La nostra vita è fatta di tanti piccoli episodi che si inanellano l'uno con l'altro e di cui a volte non scorgiamo il significato perchè non ci soffermiamo a guardare e a riflettere. Ogni evento può diventare insignificante se lo guardiamo con indifferenza o tutto può acquistare significato se ci soffermiamo, se lo guardiamo con occhio attento. E' quello che sa fare Puya, un bambino curioso, capace di meravigliarsi, un bambino che vuole scoprire la vita e che la vita interroga continuamente. In tutto il film la sua voglia di sapere sarà al centro dell'attenzione e il papà risponderà pazientemente alle sue domande come può, ma a volte dovrà semplicemente dire: "non so" soprattuttto trovandosi di fronte ad eventi che lasciano sempre sgomenti e che suggeriscono domande e non risposte. "Qule strada prendiamo, papà" "Non lo so, ma una la troveremo". Il bambino non ha bisogno di risposte certe, ma deve aver fiducia in chi lo sta guidando. "Non lo so, ma una la troveremo". Il bambino non ha bisogno di risposte certe, ma deve aver fiducia in chi lo sta guidando.
Durante il cammino il regista si ferma, scende dalla macchina ed entrare in un bosco. Lì trova un bambino solo che piange. L'uomo si impietosce e si ferma a cullarlo. Il bambino si calma. Più in là compare la mamma che è andata a raccogliere legna. Il regista sente il proprio figlio che lo chiama e corre da lui. La mamma si affretta dal suo piccolo e lo culla amorevolmente. E' di nuovo il richiamo della vita che sollecita l'attenzione e la presenza vigile dell'adulto.

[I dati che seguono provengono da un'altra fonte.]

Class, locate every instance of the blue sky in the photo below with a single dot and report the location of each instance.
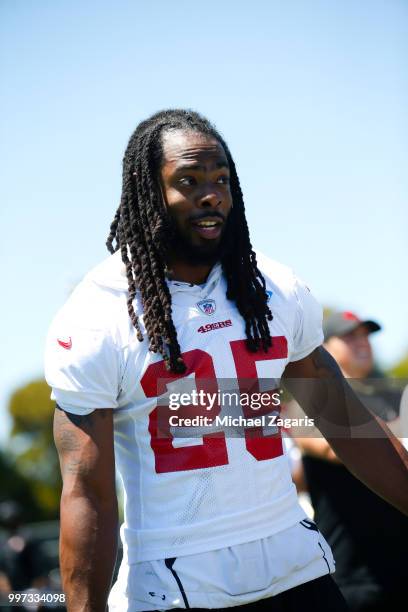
(310, 95)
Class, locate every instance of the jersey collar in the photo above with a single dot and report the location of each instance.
(201, 290)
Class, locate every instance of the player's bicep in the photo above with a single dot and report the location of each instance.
(86, 453)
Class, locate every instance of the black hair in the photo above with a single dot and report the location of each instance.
(141, 229)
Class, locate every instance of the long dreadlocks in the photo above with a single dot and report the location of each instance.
(141, 228)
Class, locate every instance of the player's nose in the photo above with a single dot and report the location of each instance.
(210, 198)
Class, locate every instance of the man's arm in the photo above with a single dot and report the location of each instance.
(89, 511)
(376, 456)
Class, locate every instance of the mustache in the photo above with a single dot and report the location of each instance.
(208, 215)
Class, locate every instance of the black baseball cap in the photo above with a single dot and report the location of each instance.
(342, 323)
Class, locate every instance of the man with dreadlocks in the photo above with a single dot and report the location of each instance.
(210, 521)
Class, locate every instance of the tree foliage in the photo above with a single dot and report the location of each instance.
(32, 447)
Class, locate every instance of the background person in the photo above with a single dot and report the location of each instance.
(368, 537)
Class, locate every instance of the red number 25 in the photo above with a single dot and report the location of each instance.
(213, 451)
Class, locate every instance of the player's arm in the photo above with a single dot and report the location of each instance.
(376, 457)
(89, 512)
(317, 447)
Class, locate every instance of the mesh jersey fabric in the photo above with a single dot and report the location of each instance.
(184, 496)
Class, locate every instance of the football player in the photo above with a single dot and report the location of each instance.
(210, 521)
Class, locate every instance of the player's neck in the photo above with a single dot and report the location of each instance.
(187, 273)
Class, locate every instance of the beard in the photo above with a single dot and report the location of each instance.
(207, 254)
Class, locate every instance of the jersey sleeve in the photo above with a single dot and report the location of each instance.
(308, 333)
(82, 363)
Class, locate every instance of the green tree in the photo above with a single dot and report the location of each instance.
(32, 447)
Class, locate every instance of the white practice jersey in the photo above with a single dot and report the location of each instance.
(197, 493)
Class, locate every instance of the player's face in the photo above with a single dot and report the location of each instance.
(353, 352)
(195, 184)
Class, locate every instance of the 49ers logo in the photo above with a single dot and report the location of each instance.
(210, 326)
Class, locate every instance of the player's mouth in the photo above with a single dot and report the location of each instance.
(209, 228)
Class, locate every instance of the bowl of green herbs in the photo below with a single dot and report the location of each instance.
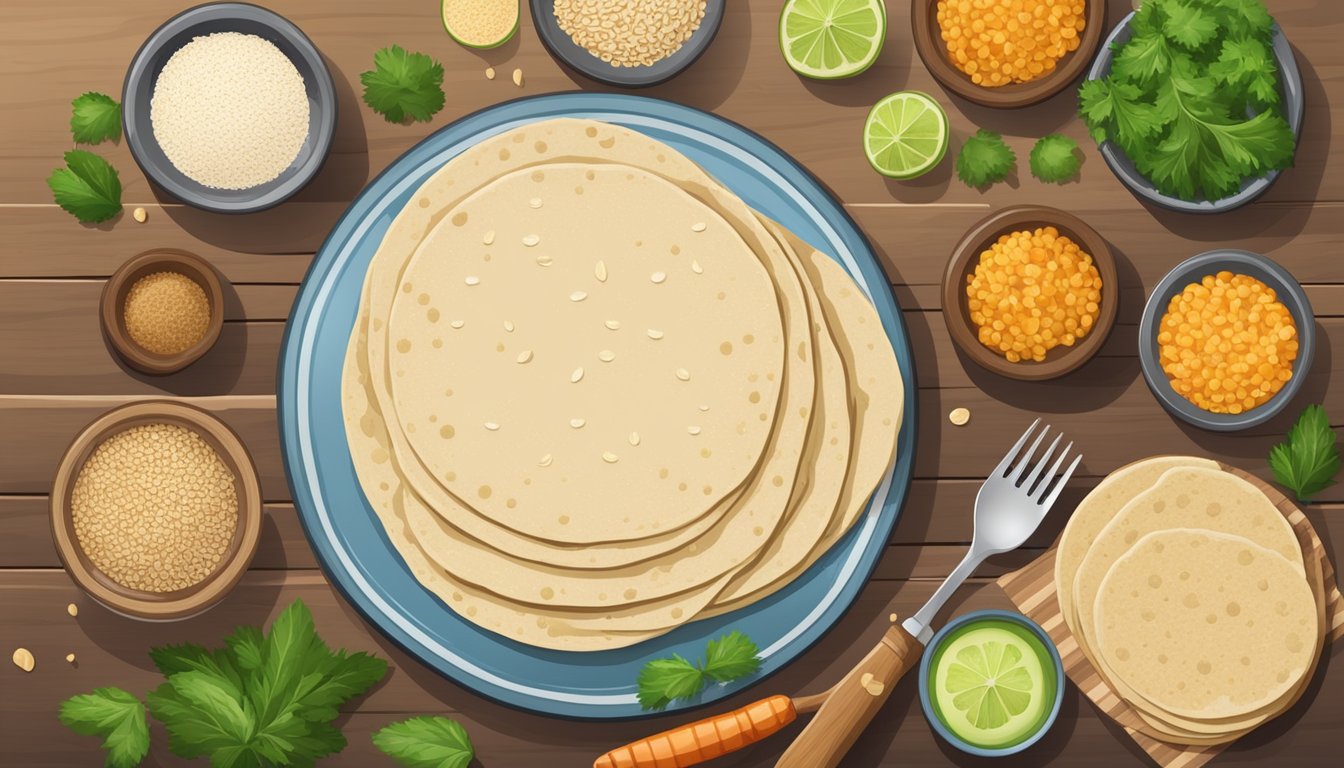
(1196, 104)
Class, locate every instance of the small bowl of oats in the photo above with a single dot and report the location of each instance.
(631, 43)
(156, 510)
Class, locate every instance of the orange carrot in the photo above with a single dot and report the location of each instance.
(704, 739)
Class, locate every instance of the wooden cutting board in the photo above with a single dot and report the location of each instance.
(1032, 589)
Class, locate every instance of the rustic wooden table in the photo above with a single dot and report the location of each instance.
(57, 374)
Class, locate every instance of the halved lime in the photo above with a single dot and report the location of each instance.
(828, 39)
(480, 23)
(906, 135)
(991, 686)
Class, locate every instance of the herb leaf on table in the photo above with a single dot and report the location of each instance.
(86, 187)
(984, 159)
(1309, 459)
(117, 717)
(1192, 97)
(403, 86)
(94, 117)
(426, 743)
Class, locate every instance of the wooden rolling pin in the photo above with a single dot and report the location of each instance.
(842, 714)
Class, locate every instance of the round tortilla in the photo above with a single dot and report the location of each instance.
(1206, 624)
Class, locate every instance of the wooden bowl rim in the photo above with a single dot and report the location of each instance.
(114, 296)
(929, 45)
(977, 238)
(149, 605)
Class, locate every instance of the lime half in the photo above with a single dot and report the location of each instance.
(906, 135)
(991, 685)
(828, 39)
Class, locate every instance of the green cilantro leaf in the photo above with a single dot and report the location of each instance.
(1055, 159)
(426, 743)
(403, 86)
(86, 187)
(726, 659)
(117, 717)
(731, 657)
(984, 159)
(1309, 459)
(94, 117)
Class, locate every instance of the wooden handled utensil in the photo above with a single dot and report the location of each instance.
(1008, 509)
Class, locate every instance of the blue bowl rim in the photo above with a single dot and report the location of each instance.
(926, 704)
(1120, 164)
(1289, 292)
(565, 50)
(140, 133)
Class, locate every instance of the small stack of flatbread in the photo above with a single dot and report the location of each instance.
(593, 396)
(1187, 589)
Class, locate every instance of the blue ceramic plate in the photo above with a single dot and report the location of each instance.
(351, 544)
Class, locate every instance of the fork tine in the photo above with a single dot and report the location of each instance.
(1059, 484)
(1031, 483)
(1012, 452)
(1026, 457)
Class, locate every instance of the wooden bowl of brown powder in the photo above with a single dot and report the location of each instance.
(156, 510)
(163, 310)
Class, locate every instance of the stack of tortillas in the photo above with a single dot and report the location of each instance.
(1188, 592)
(593, 396)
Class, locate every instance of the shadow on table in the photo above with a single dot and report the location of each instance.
(292, 227)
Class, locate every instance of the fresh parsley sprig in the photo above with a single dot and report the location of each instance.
(729, 658)
(426, 743)
(403, 86)
(985, 159)
(1309, 459)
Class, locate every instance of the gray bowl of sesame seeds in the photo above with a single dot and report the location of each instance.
(229, 106)
(632, 46)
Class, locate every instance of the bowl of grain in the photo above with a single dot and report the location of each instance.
(1007, 54)
(229, 108)
(1030, 292)
(1226, 339)
(156, 510)
(632, 43)
(163, 310)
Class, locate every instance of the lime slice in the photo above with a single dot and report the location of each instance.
(828, 39)
(906, 135)
(480, 23)
(991, 686)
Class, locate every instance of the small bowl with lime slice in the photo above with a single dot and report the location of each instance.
(991, 682)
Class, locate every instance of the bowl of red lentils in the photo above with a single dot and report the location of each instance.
(1030, 292)
(163, 311)
(1226, 339)
(1007, 53)
(156, 510)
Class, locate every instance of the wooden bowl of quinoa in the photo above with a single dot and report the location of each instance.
(1059, 69)
(163, 310)
(156, 510)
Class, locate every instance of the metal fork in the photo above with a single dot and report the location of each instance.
(1008, 509)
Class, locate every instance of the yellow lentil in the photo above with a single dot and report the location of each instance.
(1227, 344)
(629, 32)
(155, 507)
(1031, 292)
(1000, 42)
(167, 312)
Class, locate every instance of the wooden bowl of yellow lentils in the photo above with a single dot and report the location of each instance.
(156, 510)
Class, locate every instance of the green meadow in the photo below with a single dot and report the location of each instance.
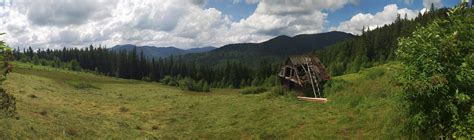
(53, 103)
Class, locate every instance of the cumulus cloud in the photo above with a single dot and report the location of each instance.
(408, 1)
(183, 23)
(372, 21)
(246, 1)
(436, 3)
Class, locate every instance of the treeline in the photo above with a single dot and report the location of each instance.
(373, 47)
(134, 65)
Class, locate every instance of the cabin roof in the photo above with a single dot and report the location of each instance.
(311, 60)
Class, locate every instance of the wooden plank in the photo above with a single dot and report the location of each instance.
(309, 99)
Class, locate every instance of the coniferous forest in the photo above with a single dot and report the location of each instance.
(410, 79)
(373, 47)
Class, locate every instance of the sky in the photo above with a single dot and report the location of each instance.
(190, 23)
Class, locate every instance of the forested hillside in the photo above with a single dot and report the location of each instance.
(157, 52)
(273, 51)
(375, 46)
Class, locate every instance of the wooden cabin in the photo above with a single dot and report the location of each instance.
(305, 74)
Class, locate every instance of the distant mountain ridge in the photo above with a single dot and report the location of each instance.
(273, 50)
(157, 52)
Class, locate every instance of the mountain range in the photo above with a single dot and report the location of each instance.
(274, 50)
(156, 52)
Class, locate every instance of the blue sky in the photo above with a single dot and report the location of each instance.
(190, 23)
(242, 10)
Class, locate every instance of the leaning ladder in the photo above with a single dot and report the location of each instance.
(313, 79)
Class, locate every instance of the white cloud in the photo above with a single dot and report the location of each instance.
(246, 1)
(436, 3)
(408, 1)
(372, 21)
(182, 23)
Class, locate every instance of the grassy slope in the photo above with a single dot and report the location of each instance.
(360, 107)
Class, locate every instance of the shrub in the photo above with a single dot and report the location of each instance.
(253, 90)
(375, 73)
(7, 104)
(437, 78)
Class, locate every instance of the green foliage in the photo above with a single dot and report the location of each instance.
(253, 90)
(373, 47)
(7, 104)
(7, 101)
(375, 73)
(221, 114)
(438, 76)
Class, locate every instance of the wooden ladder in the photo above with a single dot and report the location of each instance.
(313, 78)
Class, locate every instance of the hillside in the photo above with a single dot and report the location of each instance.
(156, 52)
(273, 50)
(54, 103)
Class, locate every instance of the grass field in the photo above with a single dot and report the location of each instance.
(54, 103)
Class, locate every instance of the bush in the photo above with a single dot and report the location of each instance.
(375, 73)
(7, 104)
(253, 90)
(437, 77)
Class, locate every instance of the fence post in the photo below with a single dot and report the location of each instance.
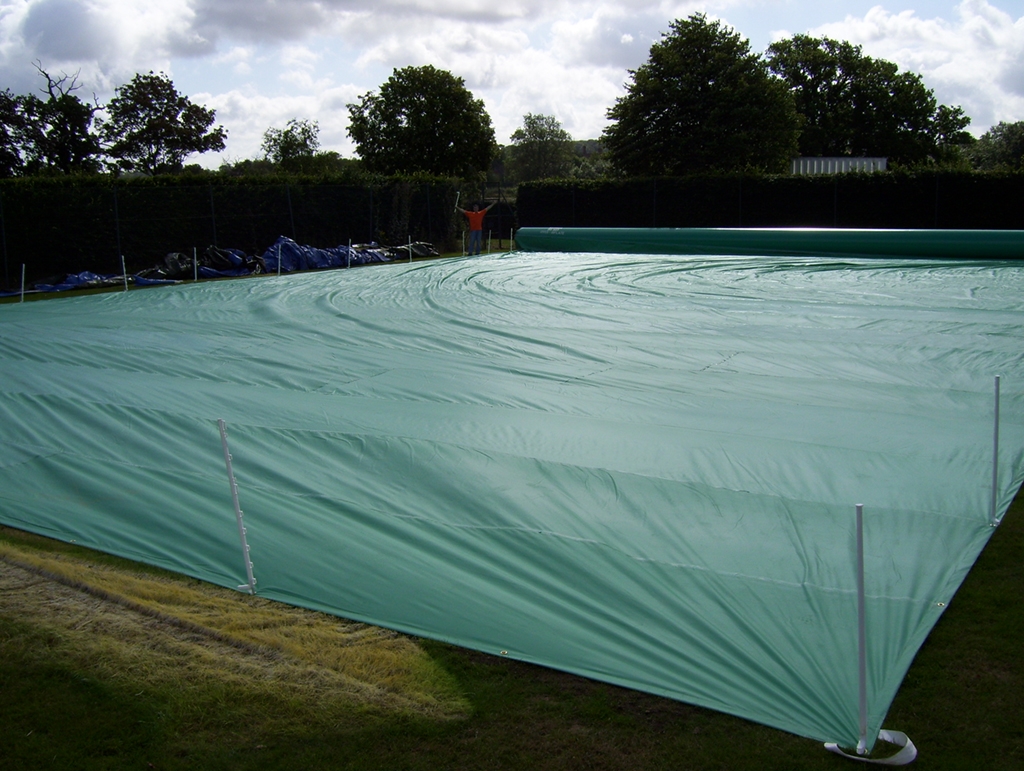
(3, 237)
(117, 224)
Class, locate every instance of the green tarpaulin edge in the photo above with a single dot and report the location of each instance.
(782, 242)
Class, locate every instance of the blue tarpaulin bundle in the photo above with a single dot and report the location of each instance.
(294, 256)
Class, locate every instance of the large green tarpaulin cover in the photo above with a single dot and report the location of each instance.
(638, 468)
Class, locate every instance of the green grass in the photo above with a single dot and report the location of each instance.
(72, 698)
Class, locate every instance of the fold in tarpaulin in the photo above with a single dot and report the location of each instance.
(641, 469)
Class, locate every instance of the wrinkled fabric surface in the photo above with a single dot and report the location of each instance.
(641, 469)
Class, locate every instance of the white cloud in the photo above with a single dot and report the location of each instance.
(976, 60)
(260, 62)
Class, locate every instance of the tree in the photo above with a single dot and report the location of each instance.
(57, 133)
(701, 101)
(151, 128)
(853, 104)
(299, 139)
(295, 147)
(11, 133)
(999, 147)
(540, 148)
(423, 120)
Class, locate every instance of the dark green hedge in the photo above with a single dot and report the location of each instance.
(66, 225)
(891, 200)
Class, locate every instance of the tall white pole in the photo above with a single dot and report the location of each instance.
(861, 635)
(995, 459)
(251, 586)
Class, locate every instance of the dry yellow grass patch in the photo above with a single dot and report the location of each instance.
(154, 630)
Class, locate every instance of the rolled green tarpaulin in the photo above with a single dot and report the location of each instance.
(777, 242)
(638, 468)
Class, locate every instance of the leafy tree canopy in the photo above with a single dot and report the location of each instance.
(853, 104)
(423, 120)
(288, 147)
(1001, 147)
(702, 101)
(151, 128)
(541, 147)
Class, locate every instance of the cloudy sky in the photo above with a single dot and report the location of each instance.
(260, 62)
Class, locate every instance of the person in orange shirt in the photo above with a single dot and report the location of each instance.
(475, 218)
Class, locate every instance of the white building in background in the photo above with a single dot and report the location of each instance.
(837, 165)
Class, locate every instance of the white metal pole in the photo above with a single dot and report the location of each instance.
(861, 635)
(251, 586)
(995, 458)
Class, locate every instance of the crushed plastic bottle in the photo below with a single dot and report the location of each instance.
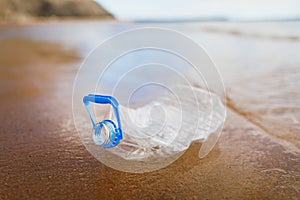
(165, 126)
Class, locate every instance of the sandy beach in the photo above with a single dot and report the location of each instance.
(257, 156)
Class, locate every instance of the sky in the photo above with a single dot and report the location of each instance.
(203, 9)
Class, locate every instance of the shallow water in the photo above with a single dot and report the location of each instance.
(42, 155)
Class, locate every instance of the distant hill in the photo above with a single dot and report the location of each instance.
(47, 8)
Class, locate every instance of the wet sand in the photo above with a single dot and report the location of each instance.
(257, 156)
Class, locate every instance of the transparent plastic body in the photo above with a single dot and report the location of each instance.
(162, 128)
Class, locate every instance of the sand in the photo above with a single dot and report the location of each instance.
(43, 157)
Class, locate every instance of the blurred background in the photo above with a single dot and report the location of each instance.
(254, 44)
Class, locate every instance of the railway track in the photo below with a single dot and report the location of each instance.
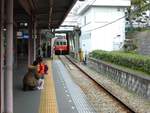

La tortuosità del tragitto è a suo modo iniziatica, prova dopo prova, deviazione dopo deviazione, ripetizione dopo ripetizione, blocco dopo blocco: così è anche la vita che non scorre quasi mai lungo una linea retta.
Kiarostami ci porta pian piano ad osservare, ad ascoltare, a guardare con spirito di partecipazione tutto ciò che incontra. La morale di "E la vita continua" è ben spiegata dal suo titolo, ma ogni immagine, ogni dialogo è vissuto con quella partecipazione discreta che aiuta coloro che incontrano ad aprirsi.
Incontrano gente che cammina alla ricerca di un luogo dove fermarsi perché le loro case, i loro villaggi sono rimasti distrutti. Ognuno di loro ha perso qualcosa e qualcuno. A una donna il regista chiede la strada, ma lei ha un groppo in gola e racconta la propria desolazione e smarrimento.
"Ho perso 16 persone, - gli dice - sono rimaste intrappolate sotto le macerie. Mi rimane solo una casa distrutta". Il dolore entra prepotente dentro la macchina e ci lascia senza parole: solo il silenzio può accogliere una sofferenza a cui non c'è risposta né rimedio. Ma la donna non chiede consolazione, solo ascolto.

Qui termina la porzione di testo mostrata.